Parmi les épisodes de l’histoire de l’Espagne injustement oubliés, l’attitude de la diplomatie espagnole durant la Première Guerre mondiale (1914-1918) est à souligner tant elle a permis à de nombreux citoyens européens ou américains de garder espoir au milieu du conflit.
Miné par une crise économique profonde et par de graves problèmes sociaux, militaires et logistiques, notre voisin pyrénéen ne peut en effet se permettre d’entrer en guerre, que ce soit aux côtés de la France, du Royaume-Uni et de la Russie (son choix le plus probable) ou des Empires centraux. La population est par ailleurs divisée sur la question, entre aliadófilos (partisans de l’alliance avec Paris, Londres et Moscou) et germanófilos (partisans de l’alliance avec Berlin, Vienne et Istanbul). C’est pourquoi, dès le 7 août 1914, le gouvernement conservateur d’Eduardo Dato déclare sa neutralité dans le conflit, une neutralité qui durera jusqu’à l’armistice de 1918, contrairement au Portugal, à l’Italie et à la Grèce.
Pourtant, la diplomatie espagnole est loin de rester inactive et simple spectatrice dans le conflit. Deux hommes s’illustrent durant ces quatre années par un intense labeur humanitaire en faveur des prisonniers et des populations civiles : Rodrigo de Saavedra y Vinent, marquis de Villalobar, ainsi que le roi Alphonse XIII (1886-1931) lui-même. Le premier est le chef de la délégation diplomatique espagnole à Bruxelles depuis 1913 et il deviendra d’ailleurs ambassadeur d’Espagne sur place après le conflit. Il parvient à éviter la destruction de Louvain par les troupes allemandes, organise un corridor humanitaire entre la Belgique et le Royaume-Uni, permet au petit royaume de continuer à s’approvisionner en nourriture et collabore avec les autorités municipales de Bruxelles et Anvers pour leur éviter de coûteux bombardements. À l’issue de la guerre, le marquis de Villalobar est déclaré citoyen d’honneur des villes de Bruxelles, Anvers, Bruges, Gand et Liège.

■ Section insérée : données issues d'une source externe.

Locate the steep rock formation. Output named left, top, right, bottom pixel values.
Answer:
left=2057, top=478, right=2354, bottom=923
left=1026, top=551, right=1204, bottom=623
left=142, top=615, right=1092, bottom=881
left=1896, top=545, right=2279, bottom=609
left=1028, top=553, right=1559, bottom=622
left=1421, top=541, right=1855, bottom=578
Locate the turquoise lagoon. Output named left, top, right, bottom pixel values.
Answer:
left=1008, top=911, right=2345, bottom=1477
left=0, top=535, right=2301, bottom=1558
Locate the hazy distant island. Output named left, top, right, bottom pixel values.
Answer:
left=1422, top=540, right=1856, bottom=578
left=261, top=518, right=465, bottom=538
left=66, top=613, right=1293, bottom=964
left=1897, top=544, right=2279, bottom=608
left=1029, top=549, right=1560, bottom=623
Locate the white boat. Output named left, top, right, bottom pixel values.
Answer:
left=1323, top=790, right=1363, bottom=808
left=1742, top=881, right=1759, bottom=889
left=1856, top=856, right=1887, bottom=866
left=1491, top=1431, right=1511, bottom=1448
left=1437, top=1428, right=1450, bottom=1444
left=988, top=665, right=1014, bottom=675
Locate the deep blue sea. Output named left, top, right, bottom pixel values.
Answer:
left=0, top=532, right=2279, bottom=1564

De son côté, Alphonse XIII fait installer à ses frais, dans les étages supérieurs du palais royal d’Orient, une Officine pour les Prisonniers, qui coordonne un vaste effort diplomatique pour localiser des prisonniers de guerre ou des disparus, alléger la captivité de certains d’entre eux, etc. Lorsque les citoyens d’Europe et des États-Unis d’Amérique prennent connaissance de ce bureau, de très nombreuses lettres affluent du monde entier vers Madrid pour demander aux services diplomatiques espagnols de sauver ou de retrouver un fils, un mari, un frère, un cousin, etc. Ce sont pas moins de 136 000 prisonniers qui bénéficient de l’aide de Sa Majesté, tandis que 21 000 d’entre eux peuvent être rapatriés et que 70 000 civils sont libérés grâce à l’Espagne. Près de 4 000 visites dans des camps de prisonniers sont réalisées par les diplomates espagnols. Pour ce labeur, le roi d’Espagne est proposé deux fois, sans succès, comme candidat au prix Nobel de la paix (1917 et 1933).